Amazon Selling Partner API in production: what the docs don't tell you

Amazon Selling Partner API is MWS’s replacement — more modern, more consistent, better documented. In theory.

In practice, I spent weeks figuring out why requests came back 403, why the rate limiter behaved differently per endpoint, and how to poll a feed without timing out a Lambda.

This article covers what I learned building an SP API integration for a fulfillment system handling orders across multiple EU marketplaces and multiple Amazon seller accounts.

Context

The app manages three main flows:

• Orders: Amazon notifies via webhook → we fetch full order details → normalize and publish to EventBridge for the fulfillment system
• Inventory: stock change events → bulk update across all EU marketplaces via Feeds API
• Tracking: confirm shipment to Amazon after the warehouse has processed the order

Each flow touches SP API differently, and each has its quirks.

Authentication: three layers, three tokens, three expiries

This is where most guides abandon you after the first paragraph.

SP API uses three authentication mechanisms in sequence:

1. LWA (Login with Amazon) — OAuth 2.0 to get an access_token. Needs refreshing every hour or so, and the token varies by grant_type (refresh_token for order operations, client_credentials with specific scopes for notifications).

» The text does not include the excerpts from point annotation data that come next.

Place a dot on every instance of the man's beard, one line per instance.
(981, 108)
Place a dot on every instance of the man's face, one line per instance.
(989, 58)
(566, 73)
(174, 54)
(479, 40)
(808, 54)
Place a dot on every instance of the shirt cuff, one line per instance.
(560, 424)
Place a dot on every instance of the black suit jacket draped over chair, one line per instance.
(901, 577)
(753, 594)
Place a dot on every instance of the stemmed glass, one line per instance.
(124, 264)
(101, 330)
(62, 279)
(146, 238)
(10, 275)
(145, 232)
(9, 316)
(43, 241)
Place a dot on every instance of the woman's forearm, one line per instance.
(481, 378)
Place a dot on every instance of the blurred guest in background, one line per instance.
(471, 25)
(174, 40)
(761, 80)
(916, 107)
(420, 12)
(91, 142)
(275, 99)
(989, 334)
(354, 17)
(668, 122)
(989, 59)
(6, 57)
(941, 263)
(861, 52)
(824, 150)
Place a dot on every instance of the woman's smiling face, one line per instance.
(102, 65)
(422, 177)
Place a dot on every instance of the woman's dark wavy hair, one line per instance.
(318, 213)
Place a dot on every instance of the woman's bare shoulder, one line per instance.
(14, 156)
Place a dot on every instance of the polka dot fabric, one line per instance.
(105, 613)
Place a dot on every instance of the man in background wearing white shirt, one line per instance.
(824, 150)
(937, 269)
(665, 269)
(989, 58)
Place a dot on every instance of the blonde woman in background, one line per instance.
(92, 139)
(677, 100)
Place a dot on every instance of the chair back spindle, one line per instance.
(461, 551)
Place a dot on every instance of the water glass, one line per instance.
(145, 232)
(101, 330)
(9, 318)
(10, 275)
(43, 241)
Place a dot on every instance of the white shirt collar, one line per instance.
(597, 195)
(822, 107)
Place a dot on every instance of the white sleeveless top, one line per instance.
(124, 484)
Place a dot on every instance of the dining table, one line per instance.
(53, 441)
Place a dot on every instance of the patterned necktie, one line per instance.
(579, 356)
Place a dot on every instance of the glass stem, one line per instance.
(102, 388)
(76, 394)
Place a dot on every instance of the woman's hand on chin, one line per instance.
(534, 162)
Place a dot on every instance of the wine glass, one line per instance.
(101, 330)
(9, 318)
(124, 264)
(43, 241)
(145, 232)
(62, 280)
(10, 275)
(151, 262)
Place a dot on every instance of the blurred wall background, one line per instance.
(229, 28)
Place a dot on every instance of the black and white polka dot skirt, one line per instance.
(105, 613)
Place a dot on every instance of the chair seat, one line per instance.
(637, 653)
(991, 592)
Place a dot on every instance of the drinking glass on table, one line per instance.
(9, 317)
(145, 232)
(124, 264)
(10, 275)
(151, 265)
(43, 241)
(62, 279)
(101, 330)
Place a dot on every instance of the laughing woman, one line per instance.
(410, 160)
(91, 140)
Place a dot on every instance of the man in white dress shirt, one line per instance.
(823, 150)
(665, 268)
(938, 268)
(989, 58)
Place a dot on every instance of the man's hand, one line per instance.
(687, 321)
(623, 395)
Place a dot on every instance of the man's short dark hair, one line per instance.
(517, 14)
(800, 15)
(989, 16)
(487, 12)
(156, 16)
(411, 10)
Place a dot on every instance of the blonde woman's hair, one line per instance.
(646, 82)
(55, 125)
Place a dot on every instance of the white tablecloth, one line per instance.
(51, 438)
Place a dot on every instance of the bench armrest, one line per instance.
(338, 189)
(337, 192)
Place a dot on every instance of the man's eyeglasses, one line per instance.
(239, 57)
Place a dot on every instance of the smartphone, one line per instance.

2. AWS STS AssumeRole — SP API requires assuming a specific IAM role (SP_API_ROLE_ARN) to get temporary AWS credentials. They expire every hour.

3. SigV4 — Every HTTP request must be signed with the STS credentials using standard AWS request signing.

The challenge isn’t understanding each step individually — it’s managing three tokens with three different expiry times robustly.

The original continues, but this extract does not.